After 1970 it is easy to find "bounce point" lows that separate the fall of unemployment from the rise. I marked them with black arrows (and in one case, a double arrow).

Thoma's right: After 1970, unemployment behaves differently. Looking at this graph, it is easy to doubt JW Mason's assertion that the current low in unemployment is "being sustained".


After 1970, unemployment behaves differently. The spikes on the graph in the early years show unemployment rising smoothly to a peak, and then falling smoothly. The fall is never less than half the size of the rise.

After 1970, the declines are more jiggy than smooth. After the 1975 recession, the smooth fall of the spike is only about one-quarter the size of the rise. The smooth rise and fall associated with the 1982 recession are about equal in size, but that's the last time that occurs. The fall after the 1991 recession appears to be smooth and about the size of the rise; but it isn't smooth: Click the graph to see it bigger, and you'll see what I mean.


Antonio Fatas, 12 March 2019 in The 2020 (US) Recession:
“This post is based on a research note I wrote asking whether low unemployment is sustainable. The answer is a clear no for the US. Low level of unemployment are good predictors of the tail risk event of a recession, a sharp increase in unemployment rates. These dynamics are related to the build up of financial and macroeconomic imbalances. If this pattern is to repeated, and given the current level of unemployment rate, a US recession must be around the corner. For details on the analysis, the research note including additional results is available on my web site: Fatas (2019).”

Antonio Fatas finds the same pattern in unemployment that Mark Thoma finds. I want to say Fatas seems more certain than Thoma that the pattern tells us recession is in the cards; but Thoma does say "the inevitability of another recession is evident" in the graph.

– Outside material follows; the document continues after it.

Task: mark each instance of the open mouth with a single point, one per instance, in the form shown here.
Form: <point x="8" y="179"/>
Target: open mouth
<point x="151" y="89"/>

Having looked at the graph myself, I have to say that Fatas and Thoma together offer a perspective that challenges Mason's optimism and underscores the feebleness of his assertion that
"today’s unemployment rate of 3.6 percent ... certainly seems to be [sustainable], given that it is, in fact, being sustained."
But let me take another look. For Mason also says: “Every month that the US records an unemployment rate below 4 percent suggests that these low unemployment rates are indeed sustainable…”

It's not just the 3.6% level (sustained for two months now) to which Mason refers. It's anything less than four percent. This should give us a different graph. Let's see:

Graph #2
Again, all the sustainability seems to occur before 1970.

What stands out here, to my eye, is how seldom unemployment goes below four percent. That, and the scantiness of unemployment below 4% in the current period. I'd need my rose-color glasses to see unemployment "being sustained" at present.

Yeah, I thought there might be something there, but I don't see it.

3 comments:

jim said...

The thing that looks most noteworthy to me, in the unemployment graphs, is that before about 1963 the mass layoffs were followed by mass rehiring at about the same rate. After that date the rate of laying people off was the same but the rate employees were rehired happened much slower.

Its as if before 1963 businesses laid off workers when things got slow and then hired them back to the dame jobs just as quickly when things got better. After 1963 the layoffs happened just as quick but the workers never got the same jobs back and had to slowly find other employment.


The Arthurian said...

Interesting observation, Jim. Yes, in many places the declines after 1963 are much less vertical than the increases. I wonder if (and how) this could be related to Thoma's observation.

jim said...

yes I think it is a different way to look at
the same thing. Thoma is focused on the flat spots instead of the sharp drops.

What I don't know is if changes in methods for calculating the unemployment rate have affected the shape of the graph.